This memory bottleneck I suspect is the primary reason why the overall benefit of AVX512 remains higher on Intel than AMD even in v0.8.1. y-cruncher has been memory-bound on every high-end chip since 2017 with AMD faring worse due to having twice as many cores and lower memory speeds. While it's also tempting to blame Zen 4's "double-pumped" AVX512 as part of the problem, in reality it isn't much worse than Intel chips that lack the second 512-bit FMA.
Memory bandwidth as a whole has been a problem that has gone completely out of control. Since 2015, computational power has increased by more than 5x while memory bandwidth has barely improved by 50%. Needless to say, this trend is completely unsustainable at least for this field of high performance computing.
Stress Testing:
Testing and validation of v0.8.1 was done on 8 computers which were long believed to be stable (most aren't even overclocked). All 8 of these machines held against older versions of y-cruncher during past releases. But for this release, 2 of them were found to be unstable. Neither were overclocked and were completely within spec.

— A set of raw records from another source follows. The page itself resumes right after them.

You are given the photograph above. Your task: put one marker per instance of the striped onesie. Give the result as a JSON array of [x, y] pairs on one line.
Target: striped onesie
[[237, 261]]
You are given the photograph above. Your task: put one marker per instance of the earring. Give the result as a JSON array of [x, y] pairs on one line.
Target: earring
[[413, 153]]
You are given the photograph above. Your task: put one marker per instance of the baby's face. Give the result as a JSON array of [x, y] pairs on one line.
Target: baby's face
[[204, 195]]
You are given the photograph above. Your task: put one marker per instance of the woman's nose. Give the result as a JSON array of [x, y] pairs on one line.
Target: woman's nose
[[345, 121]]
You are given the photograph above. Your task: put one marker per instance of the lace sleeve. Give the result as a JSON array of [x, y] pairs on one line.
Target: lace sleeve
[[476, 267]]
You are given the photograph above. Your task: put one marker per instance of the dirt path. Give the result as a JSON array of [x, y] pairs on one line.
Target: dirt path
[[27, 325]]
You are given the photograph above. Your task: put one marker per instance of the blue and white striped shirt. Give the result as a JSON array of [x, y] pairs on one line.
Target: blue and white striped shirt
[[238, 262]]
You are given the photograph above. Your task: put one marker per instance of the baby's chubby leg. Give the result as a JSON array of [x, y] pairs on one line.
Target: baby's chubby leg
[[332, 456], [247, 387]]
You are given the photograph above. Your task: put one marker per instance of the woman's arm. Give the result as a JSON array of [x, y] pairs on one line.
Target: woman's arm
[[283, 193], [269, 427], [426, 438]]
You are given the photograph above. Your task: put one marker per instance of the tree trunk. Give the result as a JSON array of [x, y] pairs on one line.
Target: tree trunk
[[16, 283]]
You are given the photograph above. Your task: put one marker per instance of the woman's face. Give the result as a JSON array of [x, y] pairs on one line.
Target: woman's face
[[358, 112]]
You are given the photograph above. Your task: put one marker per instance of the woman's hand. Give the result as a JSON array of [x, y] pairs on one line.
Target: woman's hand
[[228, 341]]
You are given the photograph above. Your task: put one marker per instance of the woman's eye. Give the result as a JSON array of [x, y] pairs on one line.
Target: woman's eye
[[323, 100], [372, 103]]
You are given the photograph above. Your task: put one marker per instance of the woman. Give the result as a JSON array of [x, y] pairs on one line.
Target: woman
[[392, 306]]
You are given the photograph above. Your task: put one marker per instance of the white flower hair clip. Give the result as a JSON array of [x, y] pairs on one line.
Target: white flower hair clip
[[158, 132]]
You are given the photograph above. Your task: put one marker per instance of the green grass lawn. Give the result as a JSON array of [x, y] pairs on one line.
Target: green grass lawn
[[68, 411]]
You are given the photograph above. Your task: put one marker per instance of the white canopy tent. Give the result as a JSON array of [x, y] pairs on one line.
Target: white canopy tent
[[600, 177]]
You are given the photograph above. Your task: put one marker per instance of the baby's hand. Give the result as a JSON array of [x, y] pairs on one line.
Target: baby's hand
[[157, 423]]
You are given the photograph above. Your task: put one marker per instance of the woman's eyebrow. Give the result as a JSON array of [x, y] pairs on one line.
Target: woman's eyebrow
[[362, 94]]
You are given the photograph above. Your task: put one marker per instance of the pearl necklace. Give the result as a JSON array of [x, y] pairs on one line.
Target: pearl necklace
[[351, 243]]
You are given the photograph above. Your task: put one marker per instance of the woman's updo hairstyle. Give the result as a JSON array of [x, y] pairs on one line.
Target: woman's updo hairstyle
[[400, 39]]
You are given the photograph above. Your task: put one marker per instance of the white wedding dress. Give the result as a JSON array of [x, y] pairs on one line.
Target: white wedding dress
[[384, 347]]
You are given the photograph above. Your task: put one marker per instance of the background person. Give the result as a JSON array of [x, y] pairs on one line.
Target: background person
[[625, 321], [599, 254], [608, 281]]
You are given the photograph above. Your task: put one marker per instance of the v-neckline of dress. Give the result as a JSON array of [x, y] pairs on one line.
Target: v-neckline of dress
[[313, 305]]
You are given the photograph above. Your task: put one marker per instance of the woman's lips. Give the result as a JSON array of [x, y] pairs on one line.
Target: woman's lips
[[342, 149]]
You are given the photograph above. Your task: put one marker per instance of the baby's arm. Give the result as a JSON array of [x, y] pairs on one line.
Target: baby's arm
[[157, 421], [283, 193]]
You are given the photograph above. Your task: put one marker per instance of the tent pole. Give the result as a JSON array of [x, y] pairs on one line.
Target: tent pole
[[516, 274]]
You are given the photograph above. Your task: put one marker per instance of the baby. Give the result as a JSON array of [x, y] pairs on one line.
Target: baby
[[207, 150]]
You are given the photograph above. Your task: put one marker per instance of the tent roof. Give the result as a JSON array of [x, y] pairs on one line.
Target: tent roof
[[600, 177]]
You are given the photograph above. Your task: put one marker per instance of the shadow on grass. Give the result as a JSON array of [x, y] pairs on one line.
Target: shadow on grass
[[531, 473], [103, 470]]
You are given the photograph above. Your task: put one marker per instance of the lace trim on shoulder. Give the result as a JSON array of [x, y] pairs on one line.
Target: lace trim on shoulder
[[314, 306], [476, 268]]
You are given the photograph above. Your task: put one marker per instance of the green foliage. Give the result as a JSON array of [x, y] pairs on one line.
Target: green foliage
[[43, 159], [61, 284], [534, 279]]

Neither machine could be fixed by downclocking or overvolting. One of them (an Intel laptop) had to be retired. The other (a custom-built AMD desktop) was eventually stabilized by changing the motherboard. (Yes, this was a huge headache and a massive distraction from the software development.)
What does this mean for stress-testing? While it's tempting to conclude that v0.8.1 is more stressful than older versions, this sample size of 8 really isn't enough. So I'll leave it to the rest of the overclocking community to decide. The specific stress-test you want to run is called "VT3" which is the newly rewritten version of the "VST" test that everyone seems to love. Likewise, any large in-memory computation will be running the new code.
The Hybrid NTT Algorithm:
As promised in the previous announcement, y-cruncher's good old Hybrid NTT algorithm has now been published here. Despite its importance to y-cruncher's early days, it is not as conceptually spectacular as one would assume by modern (adult) standards. But as a kid when I first wrote it, it was amazing.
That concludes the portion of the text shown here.